Réélue le 18 juillet 2024 pour un second mandat à la tête de la Commission européenne, il aura fallu deux mois supplémentaires à Ursula von der Leyen pour composer sa nouvelle équipe, sur la base des candidatures proposées par les États membres1. Un exercice traditionnellement délicat, rendu cette fois encore plus difficile au regard des nouveaux équilibres politiques au sein du Parlement européen et des États membres (lesquels penchent résolument plus à droite, voire à l’extrême droite), ainsi que de la volonté d’Ursula von der Leyen de voir chaque État proposer deux candidatures – un homme et une femme –, ce que la grande majorité a refusé de faire (seule la Bulgarie a initialement joué le jeu).
Le résultat présenté le 17 septembre 2024 à Bruxelles illustre ainsi l’articulation entre ces différentes contraintes et les ambitions de la présidente pour les cinq prochaines années. Face à l’absence de parité dans les candidatures, Ursula von der Leyen a, par exemple, élevé quatre femmes au rang de « vice-présidente exécutive » sur les six postes disponibles. D’aucuns auront également remarqué que l’apparente confusion du nouvel organigramme de la Commission – marqué notamment par de nombreuses compétences qui se superposent – renforce subtilement la position d’Ursula von der Leyen qui aura le pouvoir de trancher en cas de litige2.
Si, à ce jour, il reste encore à passer l’étape de la confirmation par le Parlement européen prévue du 4 au 12 novembre3, – une étape qui a jusqu’ici toujours entraîné le rejet d’au moins un candidat-commissaire par les eurodéputés –, on connaît donc déjà les grandes lignes de la Commission qui exercera le mandat jusqu’en 2029. Une commission qu’Ursula von der Leyen a placée sous le signe de la « compétitivité dans la double transition »4. Une manière de s’inscrire dans la continuité de son premier mandat marqué par le Pacte vert et par un agenda numérique particulièrement ambitieux5, tout en donnant foi au moins indirectement aux critiques de la droite et de l’extrême droite qui les accusent d’avoir imposé trop de contraintes aux entreprises européennes par rapport à leurs concurrents étrangers.

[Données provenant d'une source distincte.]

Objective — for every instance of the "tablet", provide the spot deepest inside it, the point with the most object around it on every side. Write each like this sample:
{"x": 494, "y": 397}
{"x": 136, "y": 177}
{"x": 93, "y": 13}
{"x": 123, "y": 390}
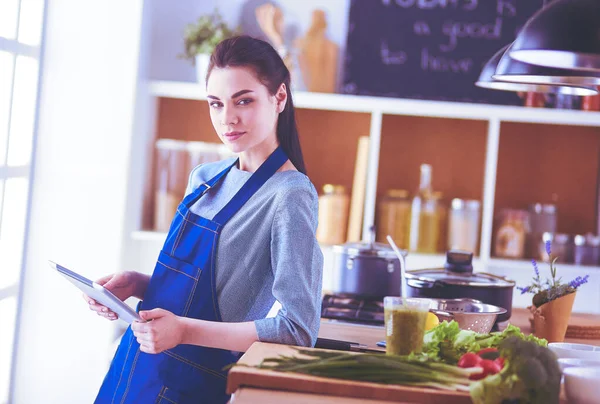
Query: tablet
{"x": 99, "y": 294}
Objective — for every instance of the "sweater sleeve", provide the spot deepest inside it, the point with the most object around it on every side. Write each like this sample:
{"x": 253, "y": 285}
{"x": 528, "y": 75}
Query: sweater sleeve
{"x": 297, "y": 263}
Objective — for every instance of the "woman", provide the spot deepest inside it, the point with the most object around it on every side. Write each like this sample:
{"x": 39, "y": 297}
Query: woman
{"x": 243, "y": 237}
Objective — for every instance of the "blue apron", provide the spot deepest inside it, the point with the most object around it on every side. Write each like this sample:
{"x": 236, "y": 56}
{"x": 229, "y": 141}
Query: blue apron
{"x": 183, "y": 282}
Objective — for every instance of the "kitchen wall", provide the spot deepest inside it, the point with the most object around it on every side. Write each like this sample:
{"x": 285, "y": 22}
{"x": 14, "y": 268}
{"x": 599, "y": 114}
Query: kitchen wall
{"x": 81, "y": 162}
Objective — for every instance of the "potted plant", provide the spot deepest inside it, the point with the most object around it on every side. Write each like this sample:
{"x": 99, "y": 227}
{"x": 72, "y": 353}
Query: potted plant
{"x": 201, "y": 38}
{"x": 552, "y": 301}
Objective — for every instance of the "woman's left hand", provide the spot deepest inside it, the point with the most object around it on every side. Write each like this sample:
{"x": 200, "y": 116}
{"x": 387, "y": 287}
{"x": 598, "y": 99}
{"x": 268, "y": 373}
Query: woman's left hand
{"x": 165, "y": 331}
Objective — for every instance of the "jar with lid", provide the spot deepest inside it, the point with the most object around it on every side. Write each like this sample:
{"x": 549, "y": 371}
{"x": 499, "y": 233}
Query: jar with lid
{"x": 562, "y": 247}
{"x": 542, "y": 219}
{"x": 170, "y": 180}
{"x": 587, "y": 249}
{"x": 424, "y": 216}
{"x": 393, "y": 217}
{"x": 463, "y": 225}
{"x": 511, "y": 232}
{"x": 334, "y": 205}
{"x": 442, "y": 213}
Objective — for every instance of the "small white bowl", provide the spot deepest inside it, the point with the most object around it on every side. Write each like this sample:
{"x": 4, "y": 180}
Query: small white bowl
{"x": 577, "y": 363}
{"x": 581, "y": 385}
{"x": 579, "y": 351}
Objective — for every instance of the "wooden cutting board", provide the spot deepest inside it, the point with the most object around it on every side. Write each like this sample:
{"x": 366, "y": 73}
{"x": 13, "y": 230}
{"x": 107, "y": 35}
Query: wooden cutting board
{"x": 581, "y": 326}
{"x": 267, "y": 379}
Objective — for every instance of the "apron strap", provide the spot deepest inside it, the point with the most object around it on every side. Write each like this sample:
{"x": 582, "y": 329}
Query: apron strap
{"x": 264, "y": 172}
{"x": 193, "y": 197}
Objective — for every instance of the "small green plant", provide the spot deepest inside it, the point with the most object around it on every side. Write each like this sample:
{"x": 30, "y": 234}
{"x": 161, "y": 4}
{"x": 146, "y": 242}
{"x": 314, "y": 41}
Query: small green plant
{"x": 204, "y": 35}
{"x": 551, "y": 289}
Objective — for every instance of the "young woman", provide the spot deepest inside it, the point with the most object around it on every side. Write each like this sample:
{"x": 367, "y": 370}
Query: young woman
{"x": 243, "y": 237}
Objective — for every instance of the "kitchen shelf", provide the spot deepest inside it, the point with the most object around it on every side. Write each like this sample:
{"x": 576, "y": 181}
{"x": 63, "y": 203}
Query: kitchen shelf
{"x": 395, "y": 106}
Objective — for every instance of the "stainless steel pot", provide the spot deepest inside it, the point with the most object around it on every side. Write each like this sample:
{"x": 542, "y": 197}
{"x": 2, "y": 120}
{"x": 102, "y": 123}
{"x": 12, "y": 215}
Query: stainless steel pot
{"x": 367, "y": 269}
{"x": 457, "y": 280}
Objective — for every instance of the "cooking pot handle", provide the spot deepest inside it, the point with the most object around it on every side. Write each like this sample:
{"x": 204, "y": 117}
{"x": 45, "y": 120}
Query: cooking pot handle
{"x": 420, "y": 284}
{"x": 442, "y": 315}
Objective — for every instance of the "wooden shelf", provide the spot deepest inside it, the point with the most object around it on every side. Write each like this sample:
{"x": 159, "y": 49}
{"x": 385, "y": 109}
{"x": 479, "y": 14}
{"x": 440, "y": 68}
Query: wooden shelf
{"x": 561, "y": 163}
{"x": 455, "y": 148}
{"x": 395, "y": 106}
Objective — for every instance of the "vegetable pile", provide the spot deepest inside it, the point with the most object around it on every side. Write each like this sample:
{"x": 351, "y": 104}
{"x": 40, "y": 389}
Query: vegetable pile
{"x": 447, "y": 342}
{"x": 531, "y": 375}
{"x": 494, "y": 368}
{"x": 388, "y": 369}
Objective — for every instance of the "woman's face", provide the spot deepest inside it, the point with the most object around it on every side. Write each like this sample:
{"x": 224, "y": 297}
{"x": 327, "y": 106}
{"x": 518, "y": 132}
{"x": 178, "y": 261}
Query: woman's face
{"x": 243, "y": 112}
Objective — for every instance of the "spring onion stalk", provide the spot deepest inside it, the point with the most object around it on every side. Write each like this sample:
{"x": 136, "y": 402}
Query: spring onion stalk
{"x": 377, "y": 368}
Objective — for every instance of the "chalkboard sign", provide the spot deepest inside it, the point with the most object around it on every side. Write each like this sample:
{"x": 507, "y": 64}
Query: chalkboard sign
{"x": 429, "y": 49}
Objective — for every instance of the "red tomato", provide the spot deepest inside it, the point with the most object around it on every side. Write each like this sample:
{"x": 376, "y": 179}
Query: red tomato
{"x": 500, "y": 361}
{"x": 489, "y": 353}
{"x": 490, "y": 367}
{"x": 469, "y": 360}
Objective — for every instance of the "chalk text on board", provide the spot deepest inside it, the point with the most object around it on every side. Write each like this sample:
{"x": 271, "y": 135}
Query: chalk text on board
{"x": 392, "y": 58}
{"x": 444, "y": 64}
{"x": 456, "y": 29}
{"x": 431, "y": 4}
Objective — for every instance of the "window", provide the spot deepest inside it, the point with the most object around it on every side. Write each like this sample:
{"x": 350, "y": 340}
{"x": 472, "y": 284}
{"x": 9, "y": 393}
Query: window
{"x": 21, "y": 24}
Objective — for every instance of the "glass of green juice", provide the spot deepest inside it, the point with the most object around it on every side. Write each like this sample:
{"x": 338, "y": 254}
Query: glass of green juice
{"x": 404, "y": 324}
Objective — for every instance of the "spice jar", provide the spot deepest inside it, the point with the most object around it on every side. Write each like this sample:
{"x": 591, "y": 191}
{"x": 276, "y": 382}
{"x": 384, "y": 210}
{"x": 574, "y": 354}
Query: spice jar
{"x": 334, "y": 204}
{"x": 561, "y": 245}
{"x": 442, "y": 211}
{"x": 463, "y": 225}
{"x": 587, "y": 250}
{"x": 393, "y": 217}
{"x": 542, "y": 219}
{"x": 511, "y": 233}
{"x": 171, "y": 180}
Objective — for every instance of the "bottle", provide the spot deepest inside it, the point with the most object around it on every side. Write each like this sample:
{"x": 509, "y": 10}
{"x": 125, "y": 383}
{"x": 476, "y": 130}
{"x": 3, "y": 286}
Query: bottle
{"x": 334, "y": 206}
{"x": 394, "y": 217}
{"x": 424, "y": 216}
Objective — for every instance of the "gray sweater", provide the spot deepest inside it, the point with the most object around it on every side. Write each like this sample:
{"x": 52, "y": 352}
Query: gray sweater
{"x": 267, "y": 252}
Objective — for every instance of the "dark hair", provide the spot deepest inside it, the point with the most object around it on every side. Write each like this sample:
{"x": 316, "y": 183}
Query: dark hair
{"x": 246, "y": 51}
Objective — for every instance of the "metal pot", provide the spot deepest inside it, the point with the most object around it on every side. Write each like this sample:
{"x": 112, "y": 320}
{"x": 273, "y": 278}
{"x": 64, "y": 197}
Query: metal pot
{"x": 457, "y": 280}
{"x": 367, "y": 270}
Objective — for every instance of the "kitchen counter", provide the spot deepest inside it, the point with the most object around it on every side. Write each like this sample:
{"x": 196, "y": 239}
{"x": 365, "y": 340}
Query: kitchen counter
{"x": 369, "y": 336}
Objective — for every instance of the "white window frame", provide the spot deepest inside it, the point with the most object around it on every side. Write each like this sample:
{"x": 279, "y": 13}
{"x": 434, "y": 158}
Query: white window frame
{"x": 22, "y": 171}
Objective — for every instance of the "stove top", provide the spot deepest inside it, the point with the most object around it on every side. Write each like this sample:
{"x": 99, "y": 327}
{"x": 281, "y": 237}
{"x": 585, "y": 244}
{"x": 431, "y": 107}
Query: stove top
{"x": 352, "y": 309}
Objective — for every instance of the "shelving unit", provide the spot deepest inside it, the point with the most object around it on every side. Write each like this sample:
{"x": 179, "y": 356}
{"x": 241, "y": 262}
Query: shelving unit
{"x": 483, "y": 152}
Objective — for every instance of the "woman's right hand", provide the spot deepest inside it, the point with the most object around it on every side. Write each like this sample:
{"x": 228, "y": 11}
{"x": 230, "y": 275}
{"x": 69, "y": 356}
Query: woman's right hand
{"x": 121, "y": 284}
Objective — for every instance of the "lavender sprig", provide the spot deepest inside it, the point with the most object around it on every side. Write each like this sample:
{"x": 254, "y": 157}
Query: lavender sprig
{"x": 550, "y": 288}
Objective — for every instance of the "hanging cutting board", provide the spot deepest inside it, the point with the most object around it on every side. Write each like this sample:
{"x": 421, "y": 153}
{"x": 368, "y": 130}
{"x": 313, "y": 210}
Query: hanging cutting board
{"x": 267, "y": 379}
{"x": 317, "y": 56}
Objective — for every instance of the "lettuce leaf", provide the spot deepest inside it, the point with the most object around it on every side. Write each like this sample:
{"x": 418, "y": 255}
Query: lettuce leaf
{"x": 447, "y": 342}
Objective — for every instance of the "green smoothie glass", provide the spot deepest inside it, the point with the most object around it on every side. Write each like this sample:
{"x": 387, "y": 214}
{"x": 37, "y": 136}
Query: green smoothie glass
{"x": 404, "y": 324}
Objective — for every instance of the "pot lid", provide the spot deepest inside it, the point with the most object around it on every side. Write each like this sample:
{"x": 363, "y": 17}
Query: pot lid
{"x": 362, "y": 249}
{"x": 443, "y": 276}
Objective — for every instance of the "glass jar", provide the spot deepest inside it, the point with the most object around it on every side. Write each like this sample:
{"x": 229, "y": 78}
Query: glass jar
{"x": 393, "y": 217}
{"x": 463, "y": 225}
{"x": 542, "y": 219}
{"x": 442, "y": 209}
{"x": 170, "y": 181}
{"x": 511, "y": 232}
{"x": 334, "y": 206}
{"x": 586, "y": 250}
{"x": 562, "y": 247}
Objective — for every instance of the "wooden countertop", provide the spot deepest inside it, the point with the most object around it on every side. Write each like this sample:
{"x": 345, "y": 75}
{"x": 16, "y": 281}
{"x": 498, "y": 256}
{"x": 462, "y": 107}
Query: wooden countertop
{"x": 369, "y": 336}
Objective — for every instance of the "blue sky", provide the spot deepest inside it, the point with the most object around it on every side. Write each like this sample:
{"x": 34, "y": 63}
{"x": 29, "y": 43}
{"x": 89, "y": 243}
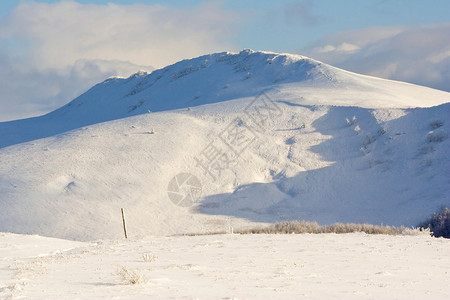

Dans cette optique, l’un des engagements de la nouvelle commission consiste à se concentrer sur la mise en œuvre des nombreuses législations – en particulier climatiques et numériques – adoptées ces cinq dernières années avant d’en proposer de nouvelles6. À ce titre, le vétéran letton Valdis Dombrovskis se retrouve d’ailleurs à la tête d’un portefeuille qui réunit désormais « l’économie, la productivité, l’implémentation et la simplification » (c’est nous qui soulignons), une position stratégique depuis laquelle il répondra directement à Ursula von der Leyen.
Bouleversements dans le fonctionnement et les objectifs de la politique numérique
Il serait toutefois faux de croire que la future commission se contentera d’appliquer – et d’éventuellement simplifier – ce que la précédente a décidé, notamment dans le domaine du numérique.
D’abord, parce que les deux commissaires emblématiques de la stratégie numérique européenne des cinq dernières années ne font pas partie de la nouvelle équipe. D’un côté, Margrethe Vestager, connue pour ses actions retentissantes à l’encontre des Gafam en tant que commissaire à la concurrence, a annoncé il y a plus d’un an qu’elle ne souhaitait pas rempiler. De l’autre, Thierry Breton, l’architecte de l’adoption de législations décisives comme le Digital Markets Act (DMA) et le Digital Services Act (DSA) en tant que commissaire au marché intérieur, a, quant à lui, fait les frais en dernière minute – et à la surprise générale – d’un accord intervenu entre Emmanuel Macron et Ursula von der Leyen7.
Ensuite, parce que ces deux départs s’accompagnent de bouleversements notables dans le fonctionnement et dans les objectifs de la politique numérique européenne – du moins tels qu’ils ont été annoncés. Le changement le plus évident concerne la création d’une vice-présidence exécutive en charge de « la souveraineté technologique, la sécurité et la démocratie »8. Un poste confié à la Finlandaise Henna Virkkunen, qui prendra notamment la tête de la Direction générale des réseaux de communication, du contenu et des technologies (DG CONNECT), alors que celle-ci était regroupée jusqu’ici avec la Direction générale du marché intérieur, de l’industrie, de l’entrepreneuriat et des PME (DG GROW) et avec la Direction générale de l’industrie de la défense et de l’espace (DG DEFIS) sous la responsabilité du commissaire au marché intérieur, Thierry Breton9.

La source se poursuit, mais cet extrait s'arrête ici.